The comment preceding the class statement is generated from the text contained in the <description> tag of the <class> tag. The name of the class is constructed from the base class name recorded in the <name> tag of the <class> tag and the language and country codes recorded in the <locale> tag. In the Java source code above, the language and country codes, en and GB, are appended to the base class name ResourcesExample to produce the full class name ResourcesExample_en_GB. In Java, the name of the source file containing a class is the name of the class with a .java extension. The name of the Java source file is therefore ResourcesExample_en_GB.java.

The ListResourceBundle class stores resource values in a two-dimensional Object array called contents. Values are accessed by supplying a string key value to the getObject(String key) method inherited from ListResourceBundle. The getObject(String key) method uses the contents array to map keys to values. Text resources simply map from the string key to the string value. For example, from the key file.open.text to the value Open File.

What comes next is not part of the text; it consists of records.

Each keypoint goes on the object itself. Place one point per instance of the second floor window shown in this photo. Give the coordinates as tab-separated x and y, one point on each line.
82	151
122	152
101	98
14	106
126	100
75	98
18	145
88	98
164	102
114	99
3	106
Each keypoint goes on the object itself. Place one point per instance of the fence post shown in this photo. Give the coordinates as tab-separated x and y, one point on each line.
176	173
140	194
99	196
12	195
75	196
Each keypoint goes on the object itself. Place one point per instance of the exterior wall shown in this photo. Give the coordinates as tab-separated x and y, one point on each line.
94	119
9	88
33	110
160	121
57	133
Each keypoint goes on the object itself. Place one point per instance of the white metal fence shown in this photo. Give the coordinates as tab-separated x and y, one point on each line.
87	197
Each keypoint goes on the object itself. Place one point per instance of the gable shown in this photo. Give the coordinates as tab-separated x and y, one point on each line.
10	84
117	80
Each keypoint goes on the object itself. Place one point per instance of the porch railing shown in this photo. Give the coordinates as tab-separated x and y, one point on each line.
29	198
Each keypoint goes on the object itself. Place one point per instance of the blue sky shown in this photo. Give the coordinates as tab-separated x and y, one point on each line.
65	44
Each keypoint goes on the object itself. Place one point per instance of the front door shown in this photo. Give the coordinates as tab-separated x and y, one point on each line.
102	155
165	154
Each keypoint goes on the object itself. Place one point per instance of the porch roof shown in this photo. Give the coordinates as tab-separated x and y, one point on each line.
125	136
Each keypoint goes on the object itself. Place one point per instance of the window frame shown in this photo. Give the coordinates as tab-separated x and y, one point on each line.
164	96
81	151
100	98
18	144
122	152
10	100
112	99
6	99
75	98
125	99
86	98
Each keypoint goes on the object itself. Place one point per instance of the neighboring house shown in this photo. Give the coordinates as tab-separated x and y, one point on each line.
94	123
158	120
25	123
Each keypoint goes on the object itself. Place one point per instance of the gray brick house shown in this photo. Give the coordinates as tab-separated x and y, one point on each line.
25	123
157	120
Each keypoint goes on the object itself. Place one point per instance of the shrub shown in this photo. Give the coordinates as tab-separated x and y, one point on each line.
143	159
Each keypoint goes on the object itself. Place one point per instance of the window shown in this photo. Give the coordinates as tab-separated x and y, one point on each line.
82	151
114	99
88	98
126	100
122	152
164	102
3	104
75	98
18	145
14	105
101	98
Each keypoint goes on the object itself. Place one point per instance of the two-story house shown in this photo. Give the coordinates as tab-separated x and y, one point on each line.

Byte resources are stored in an array of bytes. A static byte[] object is created for each byte resource and the value of each byte is listed in the source file. A name for each byte[] object variable is constructed from the name of the resource by replacing the full stops with underscores and prefixing the new name with an underscore. For example, the variable name of the byte[] object representing the resource named file.open.icon will be _file_open_icon. The contents array maps a string key value to the variable name created for the corresponding byte array. For example, the key file.save.icon maps onto the byte[] object referenced by the variable name _file_save_icon.

The comment at the end of each line of key value pairs is generated from the <description> tag of the corresponding <text-resource> or <byte-resource> tag.

References

  • Deitsch, A. and D. Czarnecki, Java Internationalization, O’Reilly, 2001.